Alternatively, perhaps the code is not accounting for concurrent modifications. For example, if another process is generating dialogs at the same time, the count could be off. But the user didn’t mention concurrency issues.

Another angle: when the code generates new_dialogs, it returns them, but maybe they are not being saved to the database properly. However, the code for create_new_dialog (not shown) is assumed to save the dialog. If not, then the dialogs are not persisted, leading to inconsistencies.

But the user’s code returns [StoredDialog(**dialog) for dialog in new_dialogs], which might imply that the dialogs are being created and stored, but if the create_new_dialog function is not correctly saving them, then the count would be wrong.

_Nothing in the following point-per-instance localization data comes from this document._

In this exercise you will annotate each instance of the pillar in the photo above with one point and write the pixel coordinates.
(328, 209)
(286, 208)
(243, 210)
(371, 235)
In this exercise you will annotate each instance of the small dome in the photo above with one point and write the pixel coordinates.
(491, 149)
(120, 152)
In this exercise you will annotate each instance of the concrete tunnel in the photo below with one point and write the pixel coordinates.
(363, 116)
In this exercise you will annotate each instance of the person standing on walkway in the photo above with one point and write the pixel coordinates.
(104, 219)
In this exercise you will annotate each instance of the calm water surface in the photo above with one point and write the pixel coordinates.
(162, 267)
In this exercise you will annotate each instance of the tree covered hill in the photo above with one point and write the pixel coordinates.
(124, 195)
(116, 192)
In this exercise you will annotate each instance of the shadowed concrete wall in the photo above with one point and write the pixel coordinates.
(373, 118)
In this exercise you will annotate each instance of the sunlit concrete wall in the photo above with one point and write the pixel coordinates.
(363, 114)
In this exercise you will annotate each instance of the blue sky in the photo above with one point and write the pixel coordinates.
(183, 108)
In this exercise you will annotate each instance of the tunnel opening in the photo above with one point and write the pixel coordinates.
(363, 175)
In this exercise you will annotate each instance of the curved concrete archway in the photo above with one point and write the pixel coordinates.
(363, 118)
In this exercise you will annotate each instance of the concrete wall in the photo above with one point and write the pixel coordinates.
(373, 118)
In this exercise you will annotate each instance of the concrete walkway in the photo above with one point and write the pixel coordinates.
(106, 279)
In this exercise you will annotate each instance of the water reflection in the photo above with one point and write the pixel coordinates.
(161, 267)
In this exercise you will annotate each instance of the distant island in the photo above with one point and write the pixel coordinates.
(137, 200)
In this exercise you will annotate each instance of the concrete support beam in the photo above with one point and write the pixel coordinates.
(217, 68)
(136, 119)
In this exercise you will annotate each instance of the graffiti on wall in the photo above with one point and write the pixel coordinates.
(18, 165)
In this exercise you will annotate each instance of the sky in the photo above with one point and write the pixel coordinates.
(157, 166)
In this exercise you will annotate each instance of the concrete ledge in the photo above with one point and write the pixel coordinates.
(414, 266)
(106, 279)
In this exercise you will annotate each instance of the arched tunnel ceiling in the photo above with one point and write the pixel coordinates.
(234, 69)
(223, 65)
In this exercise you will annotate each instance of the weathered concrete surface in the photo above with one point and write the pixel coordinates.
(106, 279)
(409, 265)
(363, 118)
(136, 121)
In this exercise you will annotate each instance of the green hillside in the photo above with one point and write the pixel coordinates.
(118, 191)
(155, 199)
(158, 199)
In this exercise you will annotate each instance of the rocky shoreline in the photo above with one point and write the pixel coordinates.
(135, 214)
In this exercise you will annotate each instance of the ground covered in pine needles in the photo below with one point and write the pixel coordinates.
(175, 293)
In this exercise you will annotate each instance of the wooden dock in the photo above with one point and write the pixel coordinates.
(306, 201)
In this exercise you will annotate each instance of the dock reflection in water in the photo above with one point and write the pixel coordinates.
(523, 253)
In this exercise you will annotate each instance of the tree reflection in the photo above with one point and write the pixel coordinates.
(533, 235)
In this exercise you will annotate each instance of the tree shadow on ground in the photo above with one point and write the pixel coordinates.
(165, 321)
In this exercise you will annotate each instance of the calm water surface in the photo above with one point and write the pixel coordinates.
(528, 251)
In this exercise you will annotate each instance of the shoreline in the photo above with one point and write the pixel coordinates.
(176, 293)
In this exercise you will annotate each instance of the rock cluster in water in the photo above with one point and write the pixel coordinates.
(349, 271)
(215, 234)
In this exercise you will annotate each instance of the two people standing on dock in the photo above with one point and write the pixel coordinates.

But without seeing the code for create_new_dialog, it’s hard to tell. However, since the user’s code sometimes generates fewer dialogs, the issue is likely in the logic we’ve discussed.

So, to summarize:

The main bug is in the ensure_minimum_dialogs function, specifically in how pending_words are processed. By slicing the pending_words to remaining_needed, it may miss eligible words beyond that slice. The correct approach is to process all pending_words (after shuffling), not just a subset. This would allow generating more dialogs if available.

Therefore, the fix would be to remove the slice and process all pending_words. However, this could generate more dialogs than needed, but since the goal is to meet or exceed MIN_DIALOGS, that’s acceptable. But in reality, if we process all pending_words and generate as many as possible, even if it’s more than remaining_needed, but the code’s MIN_DIALOGS is a minimum, so exceeding is fine.

Alternatively, the code should continue processing words until the remaining_needed is met. However, with the current code structure, this is not straightforward.

So, changing the code in ensure_minimum_dialogs from:

pending_words[:remaining_needed]

to:

pending_words

would allow processing all pending_words, generating as many dialogs as possible from them. This increases the chances of meeting the dialogs_needed.

Therefore, the bug is in the slicing of pending_words, and the fix is to process all pending_words instead of just a subset.